If everything is truly bigger in Texas, the Dallas Cowboys’ proposed stadium proves the point. When completed, the $1 billion, 2.3 million-square-foot building will be the largest stadium in the U.S.
The as-yet-unnamed stadium will feature a distinctive hole-in-the-roof design, including a sliding lid to keep the elements out. That’s a must considering there’s going to be a 180- by 50-foot scoreboard hanging over the football field.
The glass façade will glow with the Cowboys’ signature colors of blue and silver, with the colors alternating from day to night. On either end of the stadium will be humongous sliding doors that can open at both ends to reveal civic plazas.
Capacity will normally be 80,000 seats – but 100,000 can be squeezed in if necessary with end zone standing-room-only areas.
Designed by Bryan Trubey of Dallas-based architecture firm HKS Architects Sports & Entertainment Group, the Arlington venue will include 200 luxury suites – including some at field level. Despite its massive size – it is expected to be the largest column-free space in the world – the upper deck seats will be closer to field level than at any other stadium in the NFL.
"I’m convinced it’s a building that will be a classic when it comes to looking at its design," team owner Jerry Jones boasted.
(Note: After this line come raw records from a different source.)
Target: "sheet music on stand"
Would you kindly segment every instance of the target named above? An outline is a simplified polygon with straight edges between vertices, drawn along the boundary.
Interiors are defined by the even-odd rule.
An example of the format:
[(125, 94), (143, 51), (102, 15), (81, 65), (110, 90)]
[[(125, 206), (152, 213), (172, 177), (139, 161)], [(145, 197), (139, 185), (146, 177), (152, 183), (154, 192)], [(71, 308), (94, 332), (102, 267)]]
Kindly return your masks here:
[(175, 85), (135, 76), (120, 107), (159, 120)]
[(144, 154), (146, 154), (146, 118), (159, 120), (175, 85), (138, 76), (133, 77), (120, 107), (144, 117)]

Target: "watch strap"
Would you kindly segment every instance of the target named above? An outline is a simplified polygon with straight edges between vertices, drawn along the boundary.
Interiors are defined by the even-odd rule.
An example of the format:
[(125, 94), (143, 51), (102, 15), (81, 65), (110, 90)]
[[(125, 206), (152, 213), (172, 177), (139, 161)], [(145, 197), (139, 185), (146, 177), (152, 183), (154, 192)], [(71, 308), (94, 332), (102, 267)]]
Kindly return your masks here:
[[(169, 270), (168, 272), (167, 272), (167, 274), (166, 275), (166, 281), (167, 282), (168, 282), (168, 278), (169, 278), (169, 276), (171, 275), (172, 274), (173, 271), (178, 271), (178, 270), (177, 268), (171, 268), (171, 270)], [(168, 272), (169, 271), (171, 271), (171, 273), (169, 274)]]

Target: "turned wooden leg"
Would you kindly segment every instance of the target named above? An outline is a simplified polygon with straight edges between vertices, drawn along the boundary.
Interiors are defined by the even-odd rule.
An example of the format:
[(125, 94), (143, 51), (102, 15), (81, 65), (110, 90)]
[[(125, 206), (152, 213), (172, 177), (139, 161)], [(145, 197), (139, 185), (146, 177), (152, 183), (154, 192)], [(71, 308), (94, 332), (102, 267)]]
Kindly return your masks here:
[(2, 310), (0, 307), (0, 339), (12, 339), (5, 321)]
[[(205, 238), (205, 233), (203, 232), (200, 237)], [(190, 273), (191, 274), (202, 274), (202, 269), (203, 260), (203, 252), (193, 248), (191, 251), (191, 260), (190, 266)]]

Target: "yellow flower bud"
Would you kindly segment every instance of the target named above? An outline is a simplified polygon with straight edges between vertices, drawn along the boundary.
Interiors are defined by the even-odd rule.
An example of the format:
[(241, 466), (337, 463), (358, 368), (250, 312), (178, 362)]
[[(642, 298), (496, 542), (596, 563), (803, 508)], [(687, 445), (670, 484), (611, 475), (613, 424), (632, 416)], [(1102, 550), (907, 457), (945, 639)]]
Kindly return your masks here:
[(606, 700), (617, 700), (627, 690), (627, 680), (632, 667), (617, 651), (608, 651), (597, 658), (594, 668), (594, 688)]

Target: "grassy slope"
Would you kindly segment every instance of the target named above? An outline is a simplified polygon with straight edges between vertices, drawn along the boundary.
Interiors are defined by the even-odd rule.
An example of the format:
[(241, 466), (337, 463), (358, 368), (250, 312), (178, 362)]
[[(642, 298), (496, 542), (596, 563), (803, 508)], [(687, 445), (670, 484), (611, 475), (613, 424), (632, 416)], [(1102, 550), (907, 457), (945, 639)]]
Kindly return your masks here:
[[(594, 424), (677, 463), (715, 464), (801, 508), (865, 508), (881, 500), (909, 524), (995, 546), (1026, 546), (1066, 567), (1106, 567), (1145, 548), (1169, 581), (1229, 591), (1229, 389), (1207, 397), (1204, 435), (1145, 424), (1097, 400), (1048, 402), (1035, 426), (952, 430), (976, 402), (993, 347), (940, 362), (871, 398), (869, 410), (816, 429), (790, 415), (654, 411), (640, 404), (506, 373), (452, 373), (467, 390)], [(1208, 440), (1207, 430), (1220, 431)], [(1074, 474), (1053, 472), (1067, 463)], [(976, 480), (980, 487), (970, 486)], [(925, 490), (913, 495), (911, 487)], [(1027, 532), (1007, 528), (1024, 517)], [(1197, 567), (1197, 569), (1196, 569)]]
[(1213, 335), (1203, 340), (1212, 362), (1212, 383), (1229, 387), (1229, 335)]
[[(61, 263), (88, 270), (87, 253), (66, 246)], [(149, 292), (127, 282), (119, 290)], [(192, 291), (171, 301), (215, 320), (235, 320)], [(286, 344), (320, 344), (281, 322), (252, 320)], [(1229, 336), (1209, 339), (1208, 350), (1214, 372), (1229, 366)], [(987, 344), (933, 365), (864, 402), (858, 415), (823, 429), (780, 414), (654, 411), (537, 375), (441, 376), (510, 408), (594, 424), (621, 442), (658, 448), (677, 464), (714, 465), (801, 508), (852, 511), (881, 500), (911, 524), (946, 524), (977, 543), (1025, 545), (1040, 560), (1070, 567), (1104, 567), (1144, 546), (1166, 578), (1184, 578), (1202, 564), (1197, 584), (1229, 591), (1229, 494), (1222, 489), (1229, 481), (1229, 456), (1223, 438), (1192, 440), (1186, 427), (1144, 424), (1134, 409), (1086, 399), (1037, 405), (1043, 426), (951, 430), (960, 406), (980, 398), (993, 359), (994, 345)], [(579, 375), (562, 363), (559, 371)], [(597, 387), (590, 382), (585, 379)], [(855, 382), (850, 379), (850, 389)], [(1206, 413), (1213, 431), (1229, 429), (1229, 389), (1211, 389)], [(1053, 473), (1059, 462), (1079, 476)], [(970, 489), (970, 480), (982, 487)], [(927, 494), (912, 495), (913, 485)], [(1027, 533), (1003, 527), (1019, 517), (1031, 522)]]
The facility is scheduled to open in 2009. The club already has begun lobbying to host the 2011 Super Bowl, and probably won’t have a problem luring more major events if it lives up to its billing as the largest pro sports venue in the country. Final Fours and political conventions already are on the team’s wish list.
The Cowboys initially projected the stadium to cost $650 million. In November 2004, Arlington voters agreed to pay for $325 million of it as long as the club paid for any overruns.
The most striking element will be the midfield scoreboard that stretches over the field between the 20-yard lines on either end. According to Trubey, fans will have the equivalent of watching the game on a 52-inch plasma screen from 12 feet away.